Relaxation Kernel and Global Convergence of the Blahut-Arimoto Dynamics

TL;DR

This paper analyzes a nonlinear dissipative flow on the probability simplex inspired by the Blahut-Arimoto scheme, revealing a relaxation kernel linked to entropy dissipation and spectral properties that ensure convergence to equilibrium.

Contribution

It introduces an exact dissipation identity, identifies a relaxation kernel as the Fisher-Rao Hessian, and establishes convergence results for the nonlinear flow towards equilibrium.

Findings

The free energy decreases according to a weighted fluctuation.

The relaxation kernel coincides with the Fisher-Rao Hessian at equilibrium.

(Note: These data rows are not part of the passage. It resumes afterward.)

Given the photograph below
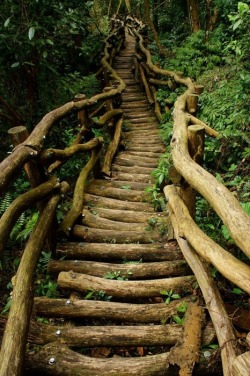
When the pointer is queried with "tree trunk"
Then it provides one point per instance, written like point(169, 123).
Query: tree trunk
point(125, 289)
point(193, 12)
point(15, 335)
point(211, 18)
point(122, 312)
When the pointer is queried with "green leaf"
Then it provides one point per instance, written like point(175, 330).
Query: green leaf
point(182, 308)
point(175, 296)
point(237, 24)
point(126, 187)
point(6, 23)
point(31, 33)
point(178, 320)
point(14, 65)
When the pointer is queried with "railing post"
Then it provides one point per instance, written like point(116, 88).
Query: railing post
point(108, 101)
point(36, 176)
point(83, 121)
point(196, 137)
point(192, 103)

Explicit convergence to equilibrium is proven for the Gaussian quadratic case.

Abstract

Motivated by a continuous-time formulation of the Blahut-Arimoto scheme, we study a nonlinear dissipative flow on the probability simplex generated by a Gibbs-type self-consistent evolution. We establish an exact dissipation identity showing that the free energy decreases according to a weighted $\chi^2$-type fluctuation, yielding an explicit entropy-production formula for the nonlinear dynamics. Linearization around a nondegenerate stationary state reveals that the same fluctuation is governed by a symmetric positive semidefinite relaxation kernel built from equilibrium conditional covariances. This kernel determines both the local linearized flow and the quadratic expansion of the free energy. We further show that it coincides with the Fisher-Rao Hessian of the free energy at equilibrium,so that its spectral gap characterizes the local relaxation rate. Combining the exact dissipation identity with local spectral contraction, we obtain convergence of the flow toward equilibrium within the connected component of a nondegenerate stationary state. In the Gaussian quadratic case, the dynamics admits an explicit finite-dimensional reduction for which the relaxation kernel, spectral gap, and asymptotic relaxation law can be computed in closed form. These results identify a common structure linking entropy dissipation, local equilibrium geometry, and spectral relaxation in a class of nonlinear Gibbs-type probability flows.